I don't want to get too invested into this, as I don't do research or feel overly strong about it.
But when the "Millenials" are brought up/criticized, I can't help but laugh at the hypocrisy that springs from both sides of the issue.
On one side, there are the lazy millenials who want to "get paid more for less work" or "have a safe zone because feelings."
On the other side, you have the generation that raised the humans that have these attitudes.
The generalization that occurs from both sides towards the other is crazy. I'm a millenial, but I was raised to work for what I want, to know that sometimes I'm not the best, and to generally not be an asshole. It's amazing how far these three things can take you.
I got a shitty degree in a dying field, with an even shittier minor (unless I want to be a teacher someday maybe). But, because I worked five years through college at two different jobs, I was able to use my degree to get a job right after graduation. It required some good luck and some fortunate timing, but I was hired over other people that probably had degrees that were more applicable, all because the people that hired me were aware of my track record as a worker.

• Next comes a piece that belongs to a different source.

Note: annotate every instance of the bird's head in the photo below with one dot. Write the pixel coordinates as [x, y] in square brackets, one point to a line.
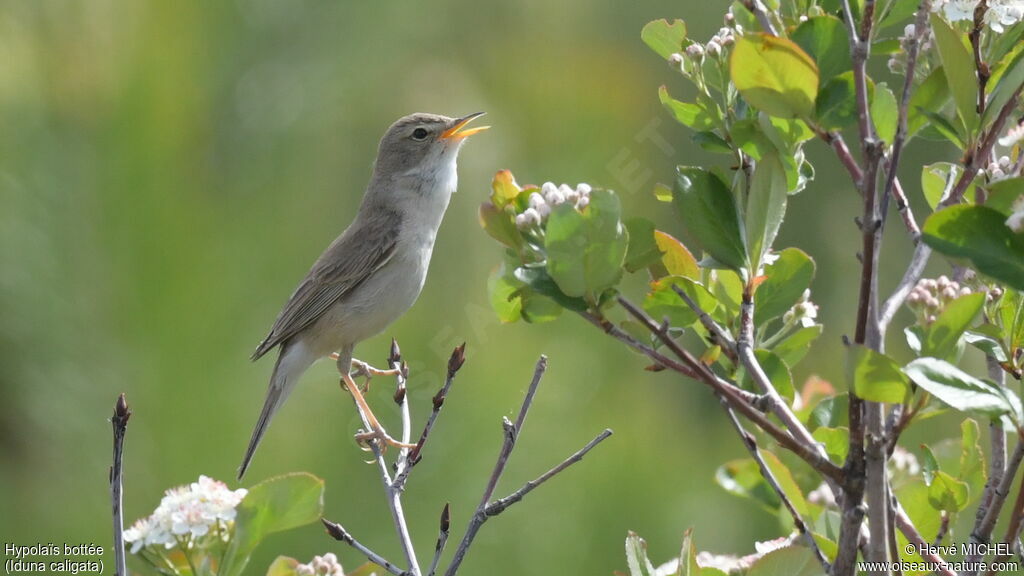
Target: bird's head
[423, 146]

And in my experience, through several different jobs, my "track record as a worker" is probably best summed up as "is not an asshole; is not a dumbass; is capable of being trained; would hire again."

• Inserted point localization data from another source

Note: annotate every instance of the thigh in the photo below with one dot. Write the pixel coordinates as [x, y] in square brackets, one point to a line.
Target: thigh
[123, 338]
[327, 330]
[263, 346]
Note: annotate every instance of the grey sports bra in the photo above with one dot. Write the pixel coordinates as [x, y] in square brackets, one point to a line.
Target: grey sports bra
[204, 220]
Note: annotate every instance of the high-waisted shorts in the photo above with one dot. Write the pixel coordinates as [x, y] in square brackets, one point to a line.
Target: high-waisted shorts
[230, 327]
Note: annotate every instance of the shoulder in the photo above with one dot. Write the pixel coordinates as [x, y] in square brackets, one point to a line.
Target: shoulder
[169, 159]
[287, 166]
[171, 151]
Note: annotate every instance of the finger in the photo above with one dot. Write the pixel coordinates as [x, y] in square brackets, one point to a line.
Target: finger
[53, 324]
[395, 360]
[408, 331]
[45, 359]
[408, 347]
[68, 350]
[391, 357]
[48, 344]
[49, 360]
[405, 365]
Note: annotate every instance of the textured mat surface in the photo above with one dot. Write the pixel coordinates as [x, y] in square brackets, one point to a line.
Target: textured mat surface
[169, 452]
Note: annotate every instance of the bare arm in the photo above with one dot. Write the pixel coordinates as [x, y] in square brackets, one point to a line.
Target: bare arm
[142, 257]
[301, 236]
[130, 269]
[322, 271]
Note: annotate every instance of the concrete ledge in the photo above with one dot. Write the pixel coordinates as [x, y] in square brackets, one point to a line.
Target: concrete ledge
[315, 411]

It absolutely drives me nuts that there are millenials out there who give us all a bad rep because they can't master even the above three things, and because they are too lazy, and want to be handed everything.
But it also absolutely drives me nuts that there are probably the same number of members from older generations in positions that they absolutely should not be in. There are older people in my workplace that make two or three times the amount of money I make, but I know for a fact that I could do their job better and more efficiently.
I could generalize about older generations all day based on my experiences with how terrible they can be in the modern work place, just like people generalize about millenials all day based on the fact that they are lazy.
It's frustrating, though, because "lazy millenials" aren't rewarded (for the most part), which is why you hear them out causing a ruckus about entitlements and safe-spaces. Whereas "lazy older people" don't need to worry about being "rewarded," because so many of them are in positions that they don't easily give up to those of us millenials that work harder and are rewarded for less.
I hope to someday be that lazy member of the older generation, watching the younger generation work harder for less.
This is my stream-of-consciousness way of saying: everybody has the potential to suck. The members of my generation that suck just get more media coverage because of the modern technology that puts life itself on broadcast.